Ireland gave birth to some of the most influential literary giants of Eighteenth Century, one such eminent figure was Oliver Goldsmith. He made his name writing novels, poetry and plays. His key contributions to literature include The Vicar of Wakefield (1766), The Good-Natur’d Man (1768) and The Deserted Village (1770).
Although Goldsmith’s date and place of birth are still uncertain, it was reported that he was born on November 10, 1730 in Ballymahon, Republic of Ireland. He came from a family with a long line of religious figures. His father was the Anglican curate of the parish of Forgney and grandfather was a clergyman. It is noted that he shared a complicated relationship with his mother that resulted in eventual estrangement between them.
Goldsmith attended the Trinity College, Dublin in 1744. He was tutored by Theaker Wilder who was known to have savage temper and often mistreated his pupils.
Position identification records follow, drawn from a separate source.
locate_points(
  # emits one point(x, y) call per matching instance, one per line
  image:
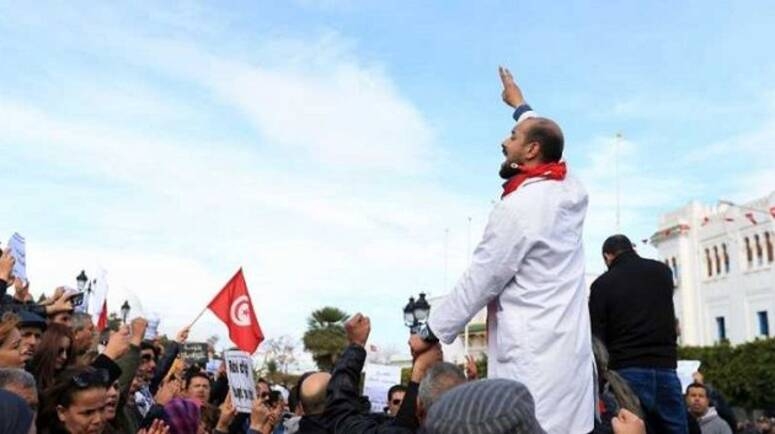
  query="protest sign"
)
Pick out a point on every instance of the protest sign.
point(16, 244)
point(378, 379)
point(685, 370)
point(239, 370)
point(195, 353)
Goldsmith failed to keep up in theology and law classes. Later he was expelled along with other students for rioting. Eventually, he earned his Bachelor of Arts degree, in 1749. However, he could not attain a proper vocation for not specializing in a particular discipline or obtaining a distinction. He did numerous random stints but to no avail. In fact, he studied medicine at the University of Edinburgh sporadically and practiced medicine for a while.
Subsequently, he moved to England in 1756 and never tried to hide Irish origin even though his brogue would have labeled him as a low-class. Once he settled in London, he started off his literary career. He made a lucrative career out of writing history books and literary journals. Goldsmith developed a proclivity for gambling and extravagant lifestyle that brought him colossal debt. His literary writing appeared in Tobias Smollett’s Critical Review, The Lady’s Magazine and The British Magazine. He penned a series of fictionalized “Chinese letters”, The Citizen of the World, in Voltaire’s style for the Public Ledger, in 1760. The letters were written from a Chinese traveler’s perspective which gave the writer an added advantage to ironically comment upon the British society.
It was his sophisticated yet eloquent literary style that rendered Dr. Samuel Johnson to form favorable opinion of Goldsmith for his letter writing. Shortly, Dr. Johnson became his patron and facilitated him in writing his masterpiece, The Vicar of Wakefield. The book was written during two years span (1761-1762) and published in 1766 to enormous success. It is considered to be one of the most read eighteenth century literary works. The novel is consisted of three parts and narrated by a vicar in the form of his memoirs. It also features one of Goldsmith’s famous romantic ballads, The Hermit (1765), in chapter eight.
In addition to novel and poetry writing, Goldsmith wrote plays as well. His She Stoops to Conquer is a highly acclaimed comic play, performed in 1773 in London. Over the centuries critics have debated over the nature of comedy adapted in the play. However, there is a general consensus on the subject that regards the play as a comedy of manners. It is supported by the contrast manifested by the characters between their natural behavior and their struggle to maintain propriety in the elite society.
It is believed that Oliver Goldsmith authored the children’s classic The History of Little Goody Two-Shoes. His other major works include The Traveller and An Elegy on the Death of a Mad Dog. In his last days he developed a kidney disease and refused to treat it. Consequently, he suffered a sudden demise on April 4, 1774.